Dünya sinemasında, 3D animasyonlar olsun, masal uyarlamaları ya da çizgi filmler olsun, artık çocuklar hedef alınırken, onları sinemaya götüren anne babalar da önemseniyor, onların da izlediklerinden zevk alması, izlerken mizah anlayışlarının zorlanması gözetiliyor artık, alt metinler, göndermeler yapılıyor, belki çocuk o an çizilmiş olandan etkilenirken ebeveyni de duyduğundan bir espri kapsın, mutlu olsun diye. Ben bu film için de bunun gözetilmesini beklerdim açıkçası, tam da Max televizyondan çıkmış, çıkışı çocukla değil aslında hayvanseverlerle olmuş bir kahramanken. Bu filme hayvanseverler de gidecektir Max’ın marifetlerini görmek adına ama hayal kırıklığına uğrayacaklardır çünkü senaryo, konuşmalar, espriler tamamen çocuk hedefli. Çocukları ve ebeveynlerini ise gerçekten mutlu edecek, onları güzel, faydalı öğretilerle salonlardan çıkaracak bir film.

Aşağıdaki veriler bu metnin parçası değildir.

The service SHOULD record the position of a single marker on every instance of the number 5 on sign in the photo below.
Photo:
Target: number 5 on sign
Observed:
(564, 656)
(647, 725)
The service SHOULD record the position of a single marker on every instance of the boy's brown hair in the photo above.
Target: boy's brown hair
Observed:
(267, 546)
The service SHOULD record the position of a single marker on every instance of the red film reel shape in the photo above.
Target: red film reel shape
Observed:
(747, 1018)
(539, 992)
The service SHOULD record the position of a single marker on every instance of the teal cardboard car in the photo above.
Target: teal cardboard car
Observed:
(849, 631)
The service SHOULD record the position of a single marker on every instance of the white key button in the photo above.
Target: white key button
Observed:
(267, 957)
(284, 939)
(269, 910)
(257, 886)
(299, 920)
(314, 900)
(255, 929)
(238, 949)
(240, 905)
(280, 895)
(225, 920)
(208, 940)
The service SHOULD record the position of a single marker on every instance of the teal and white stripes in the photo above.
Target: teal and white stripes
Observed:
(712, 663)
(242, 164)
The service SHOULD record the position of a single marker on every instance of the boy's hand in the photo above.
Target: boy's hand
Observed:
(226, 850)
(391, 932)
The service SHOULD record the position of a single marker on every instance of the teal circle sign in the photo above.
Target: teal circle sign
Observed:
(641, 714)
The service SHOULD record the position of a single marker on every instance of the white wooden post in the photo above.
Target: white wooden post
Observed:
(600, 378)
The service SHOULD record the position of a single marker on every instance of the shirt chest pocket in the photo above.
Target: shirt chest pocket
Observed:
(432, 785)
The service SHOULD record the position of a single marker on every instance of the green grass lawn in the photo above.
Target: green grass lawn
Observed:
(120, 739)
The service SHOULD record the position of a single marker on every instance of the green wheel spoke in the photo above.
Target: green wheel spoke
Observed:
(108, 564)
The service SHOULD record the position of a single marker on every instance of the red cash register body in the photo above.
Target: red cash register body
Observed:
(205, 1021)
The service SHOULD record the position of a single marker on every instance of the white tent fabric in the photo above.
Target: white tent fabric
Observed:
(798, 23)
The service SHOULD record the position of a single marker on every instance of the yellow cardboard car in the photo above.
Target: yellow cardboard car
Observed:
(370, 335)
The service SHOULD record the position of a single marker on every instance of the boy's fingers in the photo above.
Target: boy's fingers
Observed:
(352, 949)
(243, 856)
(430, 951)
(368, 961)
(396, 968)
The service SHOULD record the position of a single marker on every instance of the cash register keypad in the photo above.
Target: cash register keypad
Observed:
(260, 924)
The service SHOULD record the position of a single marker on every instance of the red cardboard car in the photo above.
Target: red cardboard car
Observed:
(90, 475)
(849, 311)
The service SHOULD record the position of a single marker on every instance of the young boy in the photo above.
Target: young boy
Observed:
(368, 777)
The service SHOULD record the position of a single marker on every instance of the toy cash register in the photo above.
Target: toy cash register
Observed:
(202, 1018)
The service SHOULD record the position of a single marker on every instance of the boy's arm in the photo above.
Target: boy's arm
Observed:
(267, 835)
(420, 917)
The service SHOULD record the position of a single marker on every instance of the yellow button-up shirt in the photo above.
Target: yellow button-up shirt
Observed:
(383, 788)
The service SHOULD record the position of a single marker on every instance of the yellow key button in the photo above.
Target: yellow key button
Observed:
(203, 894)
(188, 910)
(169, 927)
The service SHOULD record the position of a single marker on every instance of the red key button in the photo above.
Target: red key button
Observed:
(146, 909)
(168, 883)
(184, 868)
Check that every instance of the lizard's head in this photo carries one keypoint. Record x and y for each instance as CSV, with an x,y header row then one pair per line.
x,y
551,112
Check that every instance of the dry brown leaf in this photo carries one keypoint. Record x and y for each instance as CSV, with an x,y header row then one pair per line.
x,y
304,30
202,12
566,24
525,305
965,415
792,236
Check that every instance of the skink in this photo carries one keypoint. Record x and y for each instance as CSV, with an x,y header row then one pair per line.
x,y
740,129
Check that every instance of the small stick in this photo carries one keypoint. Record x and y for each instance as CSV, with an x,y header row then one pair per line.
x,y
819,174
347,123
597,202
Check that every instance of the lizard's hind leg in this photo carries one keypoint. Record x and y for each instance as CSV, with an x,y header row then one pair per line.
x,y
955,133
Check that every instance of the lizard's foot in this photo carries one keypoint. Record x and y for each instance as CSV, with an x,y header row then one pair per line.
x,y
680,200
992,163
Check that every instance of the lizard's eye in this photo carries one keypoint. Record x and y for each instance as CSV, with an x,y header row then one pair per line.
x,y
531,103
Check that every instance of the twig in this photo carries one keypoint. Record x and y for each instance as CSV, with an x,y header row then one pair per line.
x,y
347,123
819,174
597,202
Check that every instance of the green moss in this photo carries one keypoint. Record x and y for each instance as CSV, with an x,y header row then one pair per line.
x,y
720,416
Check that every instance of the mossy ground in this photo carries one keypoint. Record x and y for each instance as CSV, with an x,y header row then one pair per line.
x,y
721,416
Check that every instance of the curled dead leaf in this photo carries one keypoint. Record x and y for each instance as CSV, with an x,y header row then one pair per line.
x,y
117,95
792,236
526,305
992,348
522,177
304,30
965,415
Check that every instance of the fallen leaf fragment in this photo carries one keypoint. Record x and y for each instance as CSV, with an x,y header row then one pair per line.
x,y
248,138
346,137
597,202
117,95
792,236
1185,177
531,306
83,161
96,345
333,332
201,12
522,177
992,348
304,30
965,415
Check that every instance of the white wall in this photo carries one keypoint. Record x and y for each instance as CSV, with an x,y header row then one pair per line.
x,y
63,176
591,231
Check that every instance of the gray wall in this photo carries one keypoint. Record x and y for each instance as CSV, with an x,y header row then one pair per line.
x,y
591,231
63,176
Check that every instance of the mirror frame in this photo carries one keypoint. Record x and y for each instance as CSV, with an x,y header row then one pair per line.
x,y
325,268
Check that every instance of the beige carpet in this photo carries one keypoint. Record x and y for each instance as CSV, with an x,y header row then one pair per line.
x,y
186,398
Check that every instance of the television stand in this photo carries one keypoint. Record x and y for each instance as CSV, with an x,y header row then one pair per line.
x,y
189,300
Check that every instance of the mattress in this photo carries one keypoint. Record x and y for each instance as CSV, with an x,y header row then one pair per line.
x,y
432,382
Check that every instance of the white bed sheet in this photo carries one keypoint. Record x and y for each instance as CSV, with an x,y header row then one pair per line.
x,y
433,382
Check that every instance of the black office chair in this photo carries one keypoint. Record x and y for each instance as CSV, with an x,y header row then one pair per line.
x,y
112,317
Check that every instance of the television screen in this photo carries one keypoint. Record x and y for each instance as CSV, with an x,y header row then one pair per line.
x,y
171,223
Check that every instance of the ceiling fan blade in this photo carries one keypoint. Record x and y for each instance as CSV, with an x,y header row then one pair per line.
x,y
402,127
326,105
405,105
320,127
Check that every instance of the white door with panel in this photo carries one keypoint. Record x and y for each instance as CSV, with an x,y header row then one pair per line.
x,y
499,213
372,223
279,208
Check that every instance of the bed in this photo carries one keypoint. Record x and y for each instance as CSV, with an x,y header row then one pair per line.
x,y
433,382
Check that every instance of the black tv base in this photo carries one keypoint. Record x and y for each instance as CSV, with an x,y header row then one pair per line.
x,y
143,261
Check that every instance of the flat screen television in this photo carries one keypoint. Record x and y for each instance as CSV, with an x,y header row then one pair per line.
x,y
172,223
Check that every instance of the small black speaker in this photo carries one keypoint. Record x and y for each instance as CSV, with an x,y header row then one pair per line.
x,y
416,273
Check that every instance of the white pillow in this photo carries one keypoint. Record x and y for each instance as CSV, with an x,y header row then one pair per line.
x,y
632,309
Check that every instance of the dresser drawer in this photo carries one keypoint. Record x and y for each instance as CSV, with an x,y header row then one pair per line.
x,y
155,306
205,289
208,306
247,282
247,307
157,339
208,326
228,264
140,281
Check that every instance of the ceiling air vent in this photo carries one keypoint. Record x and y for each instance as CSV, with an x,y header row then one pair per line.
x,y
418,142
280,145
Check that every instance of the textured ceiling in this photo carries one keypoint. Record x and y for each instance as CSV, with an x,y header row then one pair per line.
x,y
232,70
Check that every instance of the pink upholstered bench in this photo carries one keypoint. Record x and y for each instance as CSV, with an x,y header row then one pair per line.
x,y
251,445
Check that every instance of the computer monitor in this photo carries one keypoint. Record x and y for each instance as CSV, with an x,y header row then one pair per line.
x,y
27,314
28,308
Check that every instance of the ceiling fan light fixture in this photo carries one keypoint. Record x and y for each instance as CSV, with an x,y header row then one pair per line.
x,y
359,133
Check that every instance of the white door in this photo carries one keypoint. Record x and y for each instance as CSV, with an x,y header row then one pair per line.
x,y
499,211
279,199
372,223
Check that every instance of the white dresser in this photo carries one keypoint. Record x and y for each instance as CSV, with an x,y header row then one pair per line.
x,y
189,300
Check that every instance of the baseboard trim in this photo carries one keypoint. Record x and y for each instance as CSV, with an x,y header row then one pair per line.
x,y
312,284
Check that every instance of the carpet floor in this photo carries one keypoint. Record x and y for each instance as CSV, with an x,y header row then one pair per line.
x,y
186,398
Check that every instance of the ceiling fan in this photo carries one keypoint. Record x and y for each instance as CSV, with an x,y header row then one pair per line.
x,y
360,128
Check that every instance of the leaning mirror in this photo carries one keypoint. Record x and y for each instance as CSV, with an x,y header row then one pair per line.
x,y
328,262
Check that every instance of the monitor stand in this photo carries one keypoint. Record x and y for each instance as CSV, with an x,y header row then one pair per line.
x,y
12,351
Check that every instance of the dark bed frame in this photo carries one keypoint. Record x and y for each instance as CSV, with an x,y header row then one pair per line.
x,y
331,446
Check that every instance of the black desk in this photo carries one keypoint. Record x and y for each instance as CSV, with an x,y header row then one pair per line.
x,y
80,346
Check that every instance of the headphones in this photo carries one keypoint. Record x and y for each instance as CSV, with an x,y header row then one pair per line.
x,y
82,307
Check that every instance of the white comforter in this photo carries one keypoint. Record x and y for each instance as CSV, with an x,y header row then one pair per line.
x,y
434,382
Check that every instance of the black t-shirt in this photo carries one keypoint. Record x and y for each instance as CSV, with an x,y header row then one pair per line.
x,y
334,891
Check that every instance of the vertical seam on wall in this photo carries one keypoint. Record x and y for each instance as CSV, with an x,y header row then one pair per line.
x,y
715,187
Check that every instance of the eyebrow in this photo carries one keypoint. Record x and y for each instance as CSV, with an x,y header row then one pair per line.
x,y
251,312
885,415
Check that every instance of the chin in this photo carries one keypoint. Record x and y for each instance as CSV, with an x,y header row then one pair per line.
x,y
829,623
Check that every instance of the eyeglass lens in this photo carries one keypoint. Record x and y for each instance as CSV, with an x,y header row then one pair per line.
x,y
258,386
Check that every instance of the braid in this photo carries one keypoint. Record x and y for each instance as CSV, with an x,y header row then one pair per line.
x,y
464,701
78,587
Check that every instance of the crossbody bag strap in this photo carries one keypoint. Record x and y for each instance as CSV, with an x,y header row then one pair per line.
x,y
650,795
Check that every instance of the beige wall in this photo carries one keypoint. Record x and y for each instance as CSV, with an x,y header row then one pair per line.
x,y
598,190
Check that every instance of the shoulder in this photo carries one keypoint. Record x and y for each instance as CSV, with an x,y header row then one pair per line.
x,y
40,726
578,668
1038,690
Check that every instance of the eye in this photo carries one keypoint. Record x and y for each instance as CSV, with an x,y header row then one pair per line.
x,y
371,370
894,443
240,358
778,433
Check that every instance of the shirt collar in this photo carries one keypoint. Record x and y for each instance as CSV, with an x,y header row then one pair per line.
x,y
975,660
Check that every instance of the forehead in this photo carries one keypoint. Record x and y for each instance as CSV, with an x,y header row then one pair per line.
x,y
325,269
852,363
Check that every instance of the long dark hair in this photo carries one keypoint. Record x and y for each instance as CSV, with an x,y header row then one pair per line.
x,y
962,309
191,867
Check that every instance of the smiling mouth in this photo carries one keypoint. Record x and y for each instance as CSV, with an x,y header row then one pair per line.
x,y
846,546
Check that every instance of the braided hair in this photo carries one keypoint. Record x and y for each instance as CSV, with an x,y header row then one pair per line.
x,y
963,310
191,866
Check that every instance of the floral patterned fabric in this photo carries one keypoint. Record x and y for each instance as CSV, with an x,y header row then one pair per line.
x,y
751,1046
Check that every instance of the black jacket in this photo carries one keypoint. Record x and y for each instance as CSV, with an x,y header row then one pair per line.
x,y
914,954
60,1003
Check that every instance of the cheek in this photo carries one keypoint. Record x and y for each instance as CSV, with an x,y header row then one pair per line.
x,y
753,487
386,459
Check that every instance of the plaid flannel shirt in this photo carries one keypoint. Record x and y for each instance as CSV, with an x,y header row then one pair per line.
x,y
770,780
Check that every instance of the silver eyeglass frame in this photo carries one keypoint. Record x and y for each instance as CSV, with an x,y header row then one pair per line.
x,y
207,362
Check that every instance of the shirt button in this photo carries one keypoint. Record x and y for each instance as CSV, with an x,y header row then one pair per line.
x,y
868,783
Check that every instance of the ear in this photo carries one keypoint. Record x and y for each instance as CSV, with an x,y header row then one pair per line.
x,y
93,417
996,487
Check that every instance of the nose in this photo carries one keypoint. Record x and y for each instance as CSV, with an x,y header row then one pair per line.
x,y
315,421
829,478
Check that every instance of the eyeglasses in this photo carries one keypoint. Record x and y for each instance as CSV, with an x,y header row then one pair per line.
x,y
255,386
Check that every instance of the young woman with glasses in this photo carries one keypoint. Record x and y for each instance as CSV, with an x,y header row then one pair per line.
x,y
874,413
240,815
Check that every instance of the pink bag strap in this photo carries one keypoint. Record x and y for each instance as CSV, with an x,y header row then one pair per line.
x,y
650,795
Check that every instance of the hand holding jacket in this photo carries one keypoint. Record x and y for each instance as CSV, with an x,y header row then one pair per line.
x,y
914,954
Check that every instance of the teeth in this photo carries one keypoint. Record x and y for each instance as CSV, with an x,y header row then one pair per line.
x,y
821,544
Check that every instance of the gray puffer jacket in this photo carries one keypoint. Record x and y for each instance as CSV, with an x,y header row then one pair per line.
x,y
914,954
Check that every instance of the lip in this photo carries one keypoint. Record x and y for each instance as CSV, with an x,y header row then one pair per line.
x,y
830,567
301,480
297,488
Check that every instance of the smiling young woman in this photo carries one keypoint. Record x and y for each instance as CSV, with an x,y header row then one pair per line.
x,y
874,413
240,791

Yahşi Cazibe’deki rolüyle gönüllerde taht kuran ve şahsen izlerken “komiklikte cesur bir genç kadın oyuncumuz var ne mutlu ki” dediğim Hande Katipoğlu ise beni gerçekten hayal kırıklığına uğrattı, hem Yahşi Cazibe’deki karakterini devam ettirip üzerine hiçbirşey katmaması, hem de aşırı abartılı oyunculuğuyla… Belki kendisinden beklenen de tam buydu, Yahşi Cazibe’deki karakterin aynısı lazımdı Şermin’in içini doldurmak için ama keşke bu kadar göze sokulan bir karton karakter haline bürünmeseydi. Murat Akkoyunlu ve Ataberk Mutlu ise filmdeki favorilerim, oyunculuklarıyla filmi gerçekten daha da bir izlenir kıldılar, Ataberk gelecek vadeden aşırı sevimli bir çocuk oyuncu. Hedef kitlesi belli, masum bir çocuk filmi.